If at first you don’t succeed, try, try again.
That’s an adage Winnebago businessman Bob Weerts lives by.
It was more than three years ago when Faribault and Martin County commissioners rejected Weerts’ idea to purchase the Prairieland compost facility in Truman.
On Monday, Weerts got some good news when the Atlanta City Council voted 14-0 to hire his company, Green Energy and Development Inc., to build a recycling and compost facility at Hartsfield-Jackson International Airport, the world’s busiest airport.
“I’m waiting for the contract from the city so I can sign the papers and get going,” says Weerts. “It’s a huge, huge project … made possible by a company in little Winnebago.”
Weerts, president and owner/operator of Green Energy, says the project has been in the works for a long time.
His company was among six vying for the 30-acre project located on the south side of the airport in Clayton County.
“I want to get going on it,” he says. “I’ve been trying to get this off the ground for two years.”
Under the contract, Green Energy has a 30-year lease with two five-year renewal options and will pay up to $215,883 a year in rent.

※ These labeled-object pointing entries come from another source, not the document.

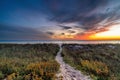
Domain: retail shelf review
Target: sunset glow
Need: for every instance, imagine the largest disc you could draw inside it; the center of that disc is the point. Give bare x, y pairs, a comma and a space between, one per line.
113, 33
60, 20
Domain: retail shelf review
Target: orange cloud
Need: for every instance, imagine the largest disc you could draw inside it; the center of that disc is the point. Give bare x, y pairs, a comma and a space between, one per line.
107, 33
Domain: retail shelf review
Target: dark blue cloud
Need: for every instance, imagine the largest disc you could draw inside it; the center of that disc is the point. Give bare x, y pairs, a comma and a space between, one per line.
32, 14
21, 33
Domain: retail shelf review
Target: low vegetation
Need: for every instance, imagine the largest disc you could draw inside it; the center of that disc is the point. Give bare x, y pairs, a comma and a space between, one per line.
28, 61
100, 61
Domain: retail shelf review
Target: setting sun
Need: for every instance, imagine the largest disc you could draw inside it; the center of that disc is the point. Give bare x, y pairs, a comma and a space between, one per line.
112, 33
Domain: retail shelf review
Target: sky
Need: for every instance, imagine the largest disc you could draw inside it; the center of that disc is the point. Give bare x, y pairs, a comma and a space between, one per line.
59, 19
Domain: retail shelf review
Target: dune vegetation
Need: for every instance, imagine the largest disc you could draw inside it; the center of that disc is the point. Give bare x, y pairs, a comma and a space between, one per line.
100, 61
28, 61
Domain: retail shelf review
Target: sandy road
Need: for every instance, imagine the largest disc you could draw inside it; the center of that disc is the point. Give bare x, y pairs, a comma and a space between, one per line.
67, 72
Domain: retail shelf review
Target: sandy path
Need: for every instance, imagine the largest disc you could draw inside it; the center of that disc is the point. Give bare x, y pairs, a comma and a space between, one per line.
67, 72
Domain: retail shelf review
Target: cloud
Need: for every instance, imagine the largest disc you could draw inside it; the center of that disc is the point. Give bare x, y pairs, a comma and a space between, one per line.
71, 31
21, 33
50, 33
87, 13
65, 27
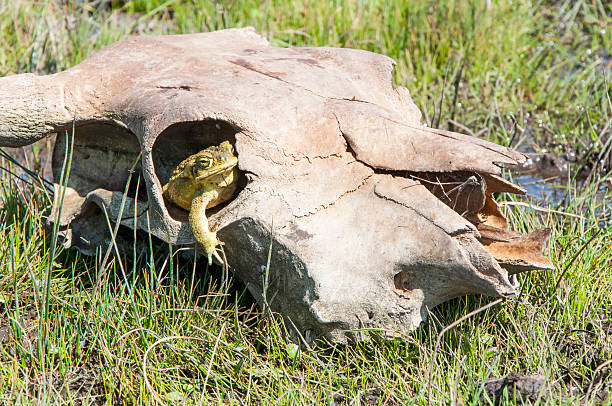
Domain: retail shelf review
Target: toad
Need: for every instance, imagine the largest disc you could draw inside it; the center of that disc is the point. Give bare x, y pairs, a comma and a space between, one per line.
201, 181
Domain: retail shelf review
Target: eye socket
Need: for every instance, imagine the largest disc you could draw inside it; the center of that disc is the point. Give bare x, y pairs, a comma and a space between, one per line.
204, 162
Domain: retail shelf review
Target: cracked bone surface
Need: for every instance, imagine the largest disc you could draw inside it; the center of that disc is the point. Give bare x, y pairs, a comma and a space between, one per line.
376, 218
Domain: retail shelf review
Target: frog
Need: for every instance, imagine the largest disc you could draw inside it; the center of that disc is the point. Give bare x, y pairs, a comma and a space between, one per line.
201, 181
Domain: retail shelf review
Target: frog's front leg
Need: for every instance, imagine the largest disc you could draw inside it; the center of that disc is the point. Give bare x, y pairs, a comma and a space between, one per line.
199, 225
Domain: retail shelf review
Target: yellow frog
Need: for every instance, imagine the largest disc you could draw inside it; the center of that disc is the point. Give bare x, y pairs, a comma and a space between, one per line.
204, 180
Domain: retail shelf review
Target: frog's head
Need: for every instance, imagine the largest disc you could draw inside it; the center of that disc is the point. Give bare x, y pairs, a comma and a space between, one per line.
213, 160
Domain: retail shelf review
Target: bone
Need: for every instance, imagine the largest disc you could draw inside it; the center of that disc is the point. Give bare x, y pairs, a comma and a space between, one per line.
371, 218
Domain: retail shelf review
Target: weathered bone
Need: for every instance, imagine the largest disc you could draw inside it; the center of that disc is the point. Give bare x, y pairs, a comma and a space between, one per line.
376, 218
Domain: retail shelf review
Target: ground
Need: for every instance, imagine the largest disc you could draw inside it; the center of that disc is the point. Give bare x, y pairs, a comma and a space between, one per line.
151, 325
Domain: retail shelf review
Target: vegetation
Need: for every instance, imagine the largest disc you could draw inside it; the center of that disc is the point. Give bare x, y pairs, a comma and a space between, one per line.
153, 326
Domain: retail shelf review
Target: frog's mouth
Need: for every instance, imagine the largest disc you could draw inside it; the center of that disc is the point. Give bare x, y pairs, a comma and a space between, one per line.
227, 167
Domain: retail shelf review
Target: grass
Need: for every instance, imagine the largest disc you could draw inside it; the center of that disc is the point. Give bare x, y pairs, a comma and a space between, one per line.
141, 328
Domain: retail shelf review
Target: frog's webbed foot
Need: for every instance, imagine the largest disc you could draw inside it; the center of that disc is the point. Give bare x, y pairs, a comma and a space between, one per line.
199, 226
209, 242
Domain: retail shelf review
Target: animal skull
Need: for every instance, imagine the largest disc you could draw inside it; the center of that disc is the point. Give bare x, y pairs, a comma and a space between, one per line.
373, 217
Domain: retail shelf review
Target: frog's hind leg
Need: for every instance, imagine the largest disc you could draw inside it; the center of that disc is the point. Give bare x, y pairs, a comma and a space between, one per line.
199, 225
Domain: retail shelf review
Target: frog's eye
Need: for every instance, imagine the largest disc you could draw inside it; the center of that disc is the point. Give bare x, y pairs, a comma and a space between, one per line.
204, 162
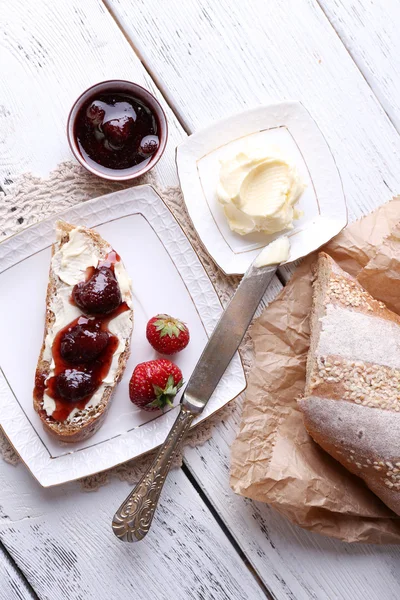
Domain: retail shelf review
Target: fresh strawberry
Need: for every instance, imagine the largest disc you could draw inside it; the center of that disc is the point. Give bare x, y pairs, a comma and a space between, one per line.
155, 383
167, 335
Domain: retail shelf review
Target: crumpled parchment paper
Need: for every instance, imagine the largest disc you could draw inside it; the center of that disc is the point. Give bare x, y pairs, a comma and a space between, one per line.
274, 460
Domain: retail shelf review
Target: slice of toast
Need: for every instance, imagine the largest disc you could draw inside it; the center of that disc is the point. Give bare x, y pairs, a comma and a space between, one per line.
351, 406
82, 422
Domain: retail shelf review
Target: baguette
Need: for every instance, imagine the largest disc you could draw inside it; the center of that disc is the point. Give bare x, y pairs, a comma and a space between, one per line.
352, 395
84, 421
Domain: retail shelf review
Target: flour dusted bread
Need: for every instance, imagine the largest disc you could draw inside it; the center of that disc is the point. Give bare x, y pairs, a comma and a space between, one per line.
352, 396
76, 250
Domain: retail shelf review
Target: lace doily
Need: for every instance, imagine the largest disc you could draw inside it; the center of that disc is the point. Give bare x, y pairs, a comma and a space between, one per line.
32, 199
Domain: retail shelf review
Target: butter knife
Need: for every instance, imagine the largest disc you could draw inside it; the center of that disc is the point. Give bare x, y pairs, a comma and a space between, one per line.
133, 519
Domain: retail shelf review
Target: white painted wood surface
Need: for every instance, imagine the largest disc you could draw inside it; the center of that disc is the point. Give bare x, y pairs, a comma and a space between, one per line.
39, 522
210, 59
370, 31
62, 540
12, 585
50, 52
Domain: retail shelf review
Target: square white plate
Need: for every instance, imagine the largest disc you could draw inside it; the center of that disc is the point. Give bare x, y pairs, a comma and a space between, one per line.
167, 277
290, 127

It’s expected to be the first fully enclosed recycling and composting facility at an airport and is anticipated to be operating in early 2019.
“We’re getting all the drawings done now,” says Weerts. “I got a lot of people working on this who know what they’re doing.”
The project is part of Atlanta Mayor Kasim Reed’s initiative to make the airport environmentally friendly.
Since 2012, only about 5 percent of waste generated at the airport’s terminals and concourses has been recycled, even though 85 percent of the waste stream is recyclable or compostable.
In addition to recycling waste generated at the airport, officials want to compost chipped yard trimmings from the city’s public works department.